Clinical and Economic Implications of the Multicenter Automatic Defibrillator Implantation Trial-II

right arrow Sana M. Al-Khatib, MD, MHS; Kevin J. Anstrom, PhD; Eric L. Eisenstein, DBA; Eric D. Peterson, MD, MPH; James G. Jollis, MD; Daniel B. Mark, MD, MPH; Yun Li, MS; Christopher M. O'Connor, MD; Linda K. Shaw, MS; and Robert M. Califf, MD

19 April 2005 | Volume 142 Issue 8 | Pages 593-600

Background: The Multicenter Automatic Defibrillator Implantation Trial (MADIT)-II demonstrated that implantable cardioverter defibrillators (ICDs) save lives when used in patients with a history of myocardial infarction (MI) and an ejection fraction of 0.3 or less.

Objective: To investigate the cost-effectiveness of implanting ICDs in patients who met MADIT-II eligibility criteria and were enrolled in the Duke Cardiovascular Database between 1 January 1986 and 31 December 2001.

Design: Cost-effectiveness analysis.

Data Sources: Published literature, databases owned by Duke University Medical Center, and Medicare data.

Target Population: Adults with a history of MI and an ejection fraction of 0.3 or less.

Time Horizon: Lifetime.

Perspective: Societal.

Interventions: ICD therapy versus conventional medical therapy.

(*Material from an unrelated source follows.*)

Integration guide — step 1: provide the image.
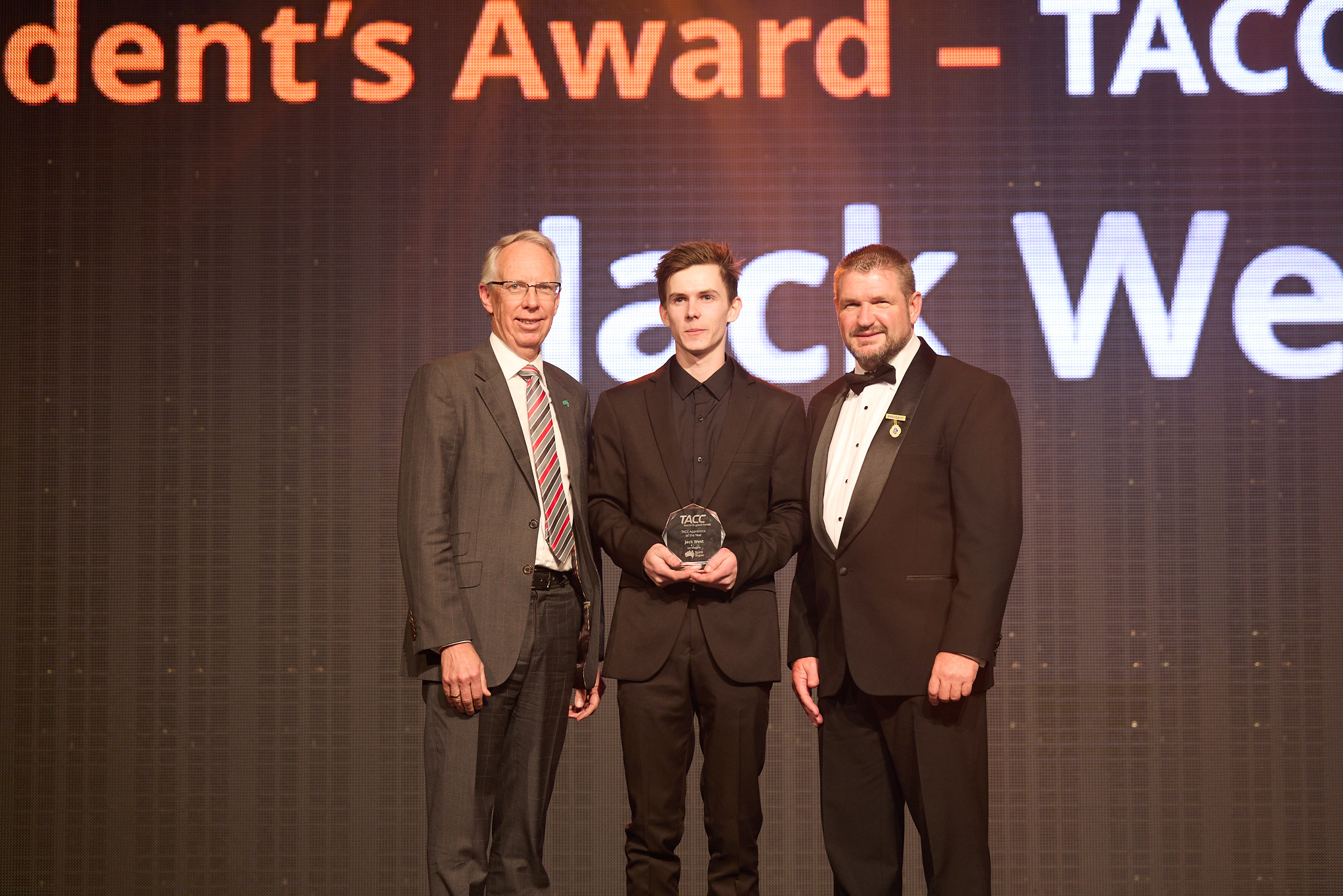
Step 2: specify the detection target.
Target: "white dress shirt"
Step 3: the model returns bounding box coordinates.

Outcomes Measures: Cost per life-year gained and incremental cost-effectiveness.

Results: Compared with conventional medical therapy, ICDs are projected to result in an increase of 1.80 discounted years in life expectancy and an incremental cost-effectiveness ratio of $50 500 per life-year gained. Cost-effectiveness varied dramatically with changes in time horizon: The cost-effectiveness ratio increased to $67 800 per life-year gained, $79 900 per life-year gained, $100 000 per life-year gained, $167 900 per life-year gained, and $367 200 per life-year gained for 15-year, 12-year, 9-year, 6-year, and 3-year time horizons, respectively. Changing the frequency of follow-up visits, complication rates, and battery replacements had less of an effect on the cost-effectiveness ratios than reducing the cost of ICD placement and leads.

Limitations: The study was limited by the completeness of the data, referral bias, difference in medical therapy between the Duke cohort and the MADIT-II cohort, and not addressing potential upgrades to biventricular devices.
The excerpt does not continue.